Provenance and span tracking

Provenance is the reason Octant exists. The translation alone is useful, but the property that makes Octant part of a trust stack is that every piece of the output can be traced back to the formula it came from, and that the trace survives compilation. This chapter describes the span model, the manifest Octant writes, and how a compiled trace points back to the source formula.

The span model

Every value that flows through Octant's pipeline carries a span. A span records where in the LaTeX source a node originated:

Span {
  source_id,
  start_byte,
  end_byte,
  start_line,
  start_column,
  end_line,
  end_column,
  label,        // the \label{...} of a containing equation, if any
}

Byte offsets are zero-based; lines and columns are one-based to match editor convention. The label is the equation label of a containing \begin{equation} block when one is present.
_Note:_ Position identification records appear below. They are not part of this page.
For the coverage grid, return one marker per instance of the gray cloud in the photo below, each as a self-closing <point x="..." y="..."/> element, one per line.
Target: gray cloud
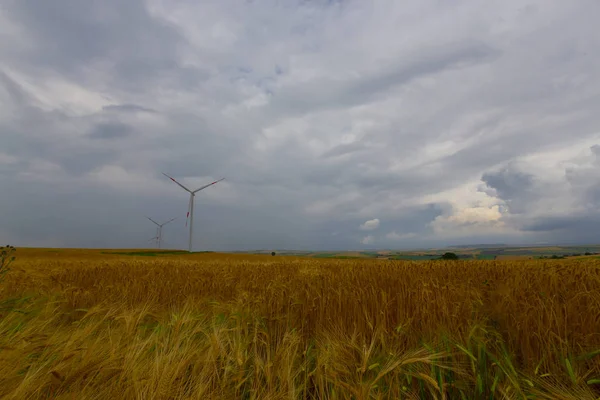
<point x="127" y="108"/>
<point x="110" y="131"/>
<point x="321" y="115"/>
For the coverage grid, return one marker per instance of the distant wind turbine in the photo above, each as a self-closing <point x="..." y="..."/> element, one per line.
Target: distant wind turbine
<point x="190" y="213"/>
<point x="159" y="229"/>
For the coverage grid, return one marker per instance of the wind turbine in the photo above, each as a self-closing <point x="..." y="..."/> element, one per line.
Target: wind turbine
<point x="159" y="229"/>
<point x="190" y="213"/>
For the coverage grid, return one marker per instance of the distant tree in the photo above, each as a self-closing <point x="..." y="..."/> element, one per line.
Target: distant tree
<point x="449" y="256"/>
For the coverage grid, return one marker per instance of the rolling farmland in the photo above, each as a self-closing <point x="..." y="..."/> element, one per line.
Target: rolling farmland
<point x="163" y="325"/>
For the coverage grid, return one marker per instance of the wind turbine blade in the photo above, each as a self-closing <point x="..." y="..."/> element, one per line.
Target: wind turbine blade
<point x="171" y="220"/>
<point x="210" y="184"/>
<point x="173" y="179"/>
<point x="189" y="208"/>
<point x="153" y="221"/>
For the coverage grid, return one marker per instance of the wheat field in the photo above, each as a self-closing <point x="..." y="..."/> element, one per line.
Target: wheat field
<point x="84" y="324"/>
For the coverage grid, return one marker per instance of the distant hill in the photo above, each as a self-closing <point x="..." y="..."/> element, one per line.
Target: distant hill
<point x="478" y="246"/>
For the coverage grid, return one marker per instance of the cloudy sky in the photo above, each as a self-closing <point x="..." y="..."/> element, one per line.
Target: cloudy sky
<point x="337" y="124"/>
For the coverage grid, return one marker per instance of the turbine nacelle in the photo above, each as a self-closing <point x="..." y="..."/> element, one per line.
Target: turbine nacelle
<point x="190" y="213"/>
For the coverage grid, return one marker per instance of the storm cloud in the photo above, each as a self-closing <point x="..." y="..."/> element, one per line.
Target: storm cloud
<point x="446" y="123"/>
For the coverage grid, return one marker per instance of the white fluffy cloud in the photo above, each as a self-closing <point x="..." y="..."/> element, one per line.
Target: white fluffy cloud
<point x="370" y="225"/>
<point x="369" y="239"/>
<point x="445" y="121"/>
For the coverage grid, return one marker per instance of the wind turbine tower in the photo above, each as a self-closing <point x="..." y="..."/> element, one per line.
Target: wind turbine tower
<point x="159" y="229"/>
<point x="190" y="213"/>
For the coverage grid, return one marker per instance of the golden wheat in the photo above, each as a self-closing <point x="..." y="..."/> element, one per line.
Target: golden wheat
<point x="87" y="325"/>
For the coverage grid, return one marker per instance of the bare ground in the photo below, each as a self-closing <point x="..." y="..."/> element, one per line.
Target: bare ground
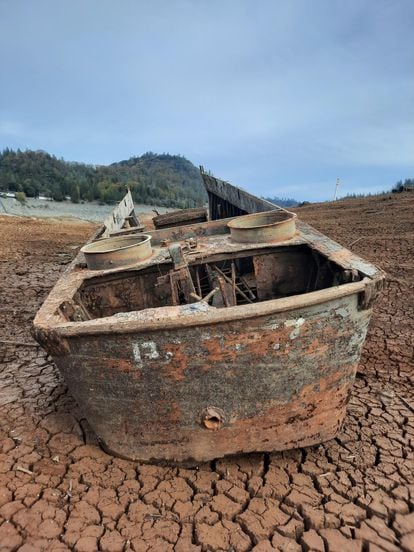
<point x="59" y="491"/>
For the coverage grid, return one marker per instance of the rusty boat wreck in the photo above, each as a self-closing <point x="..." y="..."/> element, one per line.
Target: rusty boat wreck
<point x="189" y="343"/>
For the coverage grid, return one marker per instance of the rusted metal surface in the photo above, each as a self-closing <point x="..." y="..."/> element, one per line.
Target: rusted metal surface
<point x="211" y="347"/>
<point x="280" y="381"/>
<point x="270" y="226"/>
<point x="117" y="252"/>
<point x="180" y="218"/>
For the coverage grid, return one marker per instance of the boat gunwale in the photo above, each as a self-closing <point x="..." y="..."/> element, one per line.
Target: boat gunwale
<point x="116" y="325"/>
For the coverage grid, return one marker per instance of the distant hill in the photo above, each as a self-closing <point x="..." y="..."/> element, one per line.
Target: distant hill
<point x="283" y="202"/>
<point x="166" y="180"/>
Spans flow from the tokenizer through the parser, the normalizer, and the emitter. When a pass produces a node that did not appear literally in the source, the synthesized node inherits the span of its parent LaTeX node. For example, \frac{a}{b} becomes a division node that did not appear as a token in the source; that division node carries the span of the whole \frac expression. The synthesized (lit 1.0) in the x^{-1} lowering inherits the span of the power expression. A synthesized child never has a missing span; it always points back into the customer's LaTeX.

The spans manifest

Alongside the Deep .dp, translate writes a .spans.json provenance manifest. It is a flat list of entries plus a header:

{
  "source": "input.tex",
  "source_hash": "sha256:...",
  "spans": [
    {
      "deep_node_id": "eq:bs_001",
      "deep_path": "/__top[0]/def[0]/app[1]/app[1]",
      "latex": {
        "start_byte": 142,
        "end_byte": 168,
        "start_line": 7,
        "start_column": 12,
        "end_line": 7,
        "end_column": 38,
        "label": "eq:bs"
      },
      "latex_text": "s \\Phi(d_1) - k e^{-r t} \\Phi(d_2)"
    }
  ]
}

The header records the source filename and a hash of the source bytes, so a downstream tool can detect drift between the manifest and a changed source. Each entry has four fields:

deep_node_id: a stable identifier for the emitted Deep node. This is the identifier octant explain --target takes, and the identifier the Chelis compiler preserves through its passes.
deep_path: a slash-prefixed sequence of <tag>[<index>] segments locating the node in the Deep AST. Described below.
latex: the full span, byte range and line/column position, plus the equation label if present.
latex_text: the literal LaTeX text the span covers. This is the exact source slice, the bytes from start_byte to end_byte, verbatim.

Node identifiers

The emitter generates identifiers as <label-or-n>_<NNN>. The prefix is the containing equation's \label{...} if one is in scope, or n if no label is present. The suffix is a per-prefix sequential counter, zero-padded to three digits. So a labelled equation eq:bs produces eq:bs_001, eq:bs_002, and so on; an unlabelled formula produces n_001, n_002. The label prefix lets explain locate any node within a labelled equation, and the counter guarantees uniqueness even when the same LaTeX text appears more than once.

The deep_path notation

deep_path is a slash-prefixed sequence of <tag>[<index>] segments locating the node in the Deep AST. It is not JSONPath.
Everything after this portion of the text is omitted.